今年から「平年並」の基準が変わった! 変更に伴う注意点とは

こんにちは。流通気象コンサルタント・気象予報士の常盤勝美です。天気予報などで「平年並の陽気」と言われたとき、皆さんは何℃くらいの気温でどのくらいの暑さ/寒さを想像しますか。もちろん、地域によって、時期によって異なることでしょう。実は最近、その基準となる「平年」の値が変わりました。今回はその解説をします。また、それによって実際に流通業界にどのような影響が出る可能性があるか、注意事項をまとめます。
商品の販売データを細かく分析する際、気象条件との関係性を見るのは重要なアプローチの1つです。その関係がある程度定量的に評価できれば、需要予測や中長期のMD計画の精度向上に大きく寄与することでしょう。その中でその地域、その時期の平均的な度合いを示す基準となるのが平年値です。今回はその基準値が、近年の気候変動によって大きく変化しました。是非、流通業界の皆さまはじめ、幅広く知っておいていただきたいと思います。

平年値とは

気象庁の用語集によると、「平年」とは平均的な気候状態を表すときの用語となっています。気象庁では30年間の平均値を使い、それにさらに平滑化処理を加えて平年値を算出しています。つまりここ最近30年間程度の平均的な水準という意味合いです。ただし、どんどん時代は進んでいき、それに伴い平均的な気候の状態も変化していくため、西暦年の一の位が1になる10年ごとに平年値を更新しています。統計学的に評価してこの平年値に対して著しくかけ離れた値になった場合を「異常気象」と定義しています。

今回の平年値の更新概要

今年は西暦年の一の位が1なので、平年値の更新のタイミングです。今回は5月19日に平年値が更新されました。2011年以降使われていたこれまでの平年値は、1981年~2010年までの30年間の観測データに基づき計算された値でした。2021年5月19日以降適用されている平年値は1991年~2020年までの30年間の観測データに基づき計算された値となっています。平年値の更新にともない、具体的にどのくらいのレベルで値が変化したか、流通業界において一番なじみが深いと考える気温について、まず調べてみました。
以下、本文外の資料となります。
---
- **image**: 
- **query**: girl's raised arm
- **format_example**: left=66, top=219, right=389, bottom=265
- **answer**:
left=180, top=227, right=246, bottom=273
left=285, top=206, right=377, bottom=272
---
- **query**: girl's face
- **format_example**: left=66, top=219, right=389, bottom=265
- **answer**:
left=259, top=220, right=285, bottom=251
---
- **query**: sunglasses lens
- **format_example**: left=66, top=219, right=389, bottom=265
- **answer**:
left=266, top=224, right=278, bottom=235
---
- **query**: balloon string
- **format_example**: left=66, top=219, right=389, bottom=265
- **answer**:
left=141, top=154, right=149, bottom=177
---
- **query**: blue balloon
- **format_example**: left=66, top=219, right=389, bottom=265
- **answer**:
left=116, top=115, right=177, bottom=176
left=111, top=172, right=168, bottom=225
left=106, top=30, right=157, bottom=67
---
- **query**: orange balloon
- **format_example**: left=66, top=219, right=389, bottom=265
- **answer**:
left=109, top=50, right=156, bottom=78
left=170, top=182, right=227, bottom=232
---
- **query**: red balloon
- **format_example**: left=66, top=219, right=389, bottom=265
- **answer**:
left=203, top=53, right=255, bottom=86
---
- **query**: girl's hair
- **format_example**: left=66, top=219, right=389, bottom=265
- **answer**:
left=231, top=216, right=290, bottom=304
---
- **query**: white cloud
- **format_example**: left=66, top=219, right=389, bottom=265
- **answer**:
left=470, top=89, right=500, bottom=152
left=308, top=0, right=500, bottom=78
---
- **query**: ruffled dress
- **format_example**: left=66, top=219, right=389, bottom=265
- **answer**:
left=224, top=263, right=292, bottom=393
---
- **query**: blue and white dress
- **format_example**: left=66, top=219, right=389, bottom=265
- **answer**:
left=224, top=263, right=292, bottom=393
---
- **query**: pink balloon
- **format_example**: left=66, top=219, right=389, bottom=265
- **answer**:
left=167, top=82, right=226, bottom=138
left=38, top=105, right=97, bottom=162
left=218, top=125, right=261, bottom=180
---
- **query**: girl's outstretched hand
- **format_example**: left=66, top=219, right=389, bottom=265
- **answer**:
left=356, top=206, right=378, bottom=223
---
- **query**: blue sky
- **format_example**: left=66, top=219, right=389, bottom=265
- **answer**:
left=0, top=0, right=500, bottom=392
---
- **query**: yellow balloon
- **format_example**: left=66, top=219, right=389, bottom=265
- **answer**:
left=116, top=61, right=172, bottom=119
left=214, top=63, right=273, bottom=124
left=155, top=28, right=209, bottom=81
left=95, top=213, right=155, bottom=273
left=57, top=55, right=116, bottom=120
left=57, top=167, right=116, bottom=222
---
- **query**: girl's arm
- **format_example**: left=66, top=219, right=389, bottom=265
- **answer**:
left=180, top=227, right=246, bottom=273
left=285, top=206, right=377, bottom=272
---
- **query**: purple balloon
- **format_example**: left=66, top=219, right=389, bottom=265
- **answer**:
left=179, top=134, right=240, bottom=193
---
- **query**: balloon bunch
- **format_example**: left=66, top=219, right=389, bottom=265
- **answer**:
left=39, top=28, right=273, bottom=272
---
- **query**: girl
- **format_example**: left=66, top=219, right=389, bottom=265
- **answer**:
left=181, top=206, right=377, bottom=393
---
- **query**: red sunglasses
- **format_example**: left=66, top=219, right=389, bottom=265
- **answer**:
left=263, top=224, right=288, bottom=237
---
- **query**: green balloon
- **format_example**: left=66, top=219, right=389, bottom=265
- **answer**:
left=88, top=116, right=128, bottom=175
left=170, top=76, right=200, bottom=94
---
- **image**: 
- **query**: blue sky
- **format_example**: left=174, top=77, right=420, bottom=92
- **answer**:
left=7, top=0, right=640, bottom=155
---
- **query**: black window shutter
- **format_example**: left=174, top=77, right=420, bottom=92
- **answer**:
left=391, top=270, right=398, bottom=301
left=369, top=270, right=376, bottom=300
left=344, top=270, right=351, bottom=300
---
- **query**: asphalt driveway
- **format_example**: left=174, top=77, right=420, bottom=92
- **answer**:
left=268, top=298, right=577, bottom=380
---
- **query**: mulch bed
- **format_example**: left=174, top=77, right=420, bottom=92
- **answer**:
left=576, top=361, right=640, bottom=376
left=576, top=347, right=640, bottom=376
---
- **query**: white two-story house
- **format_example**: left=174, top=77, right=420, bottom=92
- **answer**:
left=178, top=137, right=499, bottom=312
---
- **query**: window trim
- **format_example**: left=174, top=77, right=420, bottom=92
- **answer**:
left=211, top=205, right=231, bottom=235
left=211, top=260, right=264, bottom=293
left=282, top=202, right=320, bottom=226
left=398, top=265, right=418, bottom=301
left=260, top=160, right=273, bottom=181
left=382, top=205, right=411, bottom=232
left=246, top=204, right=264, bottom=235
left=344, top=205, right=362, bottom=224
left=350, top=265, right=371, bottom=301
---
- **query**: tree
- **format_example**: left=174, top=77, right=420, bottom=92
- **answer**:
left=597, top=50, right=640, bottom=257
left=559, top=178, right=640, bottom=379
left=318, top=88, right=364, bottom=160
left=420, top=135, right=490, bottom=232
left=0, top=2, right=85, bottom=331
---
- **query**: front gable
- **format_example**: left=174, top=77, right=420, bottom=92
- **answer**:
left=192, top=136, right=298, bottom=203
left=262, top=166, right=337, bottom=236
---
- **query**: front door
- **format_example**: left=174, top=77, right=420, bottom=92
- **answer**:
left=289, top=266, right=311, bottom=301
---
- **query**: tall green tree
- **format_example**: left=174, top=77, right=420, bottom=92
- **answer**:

図1 日本の年平均気温偏差(気象庁HPから引用し、期間を示す矢印を加筆)

今回の平年値更新による影響をデータの差分で考えると、1981年~1990年の10年間のデータが除外され、2011年~2020年のデータに替わったことになります。図1は日本の年平均気温のトレンドです。1990年代以降、それまでと比べて温暖化(高温化)が進んでいることがはっきりわかります。現在適用されている平年値を0とした場合の偏差が縦軸となっていますが、今回平年値の集計範囲からはずれた1980年代は1991年~2020年までの30年間の平均的な水準より0.5℃以上低く、約1.0℃低い年もありました。データが入れ替わった両期間(2011年~2020年までの10年間と1981年~1990年までの10年間)の差分をざっと見積もると、目見当ですが、ざっと年平均で1℃程度も違うように見えます。
参考までに、東京における最高気温/最低気温平年値の新旧データの差を年間時系列で並べてみました。それが図2です。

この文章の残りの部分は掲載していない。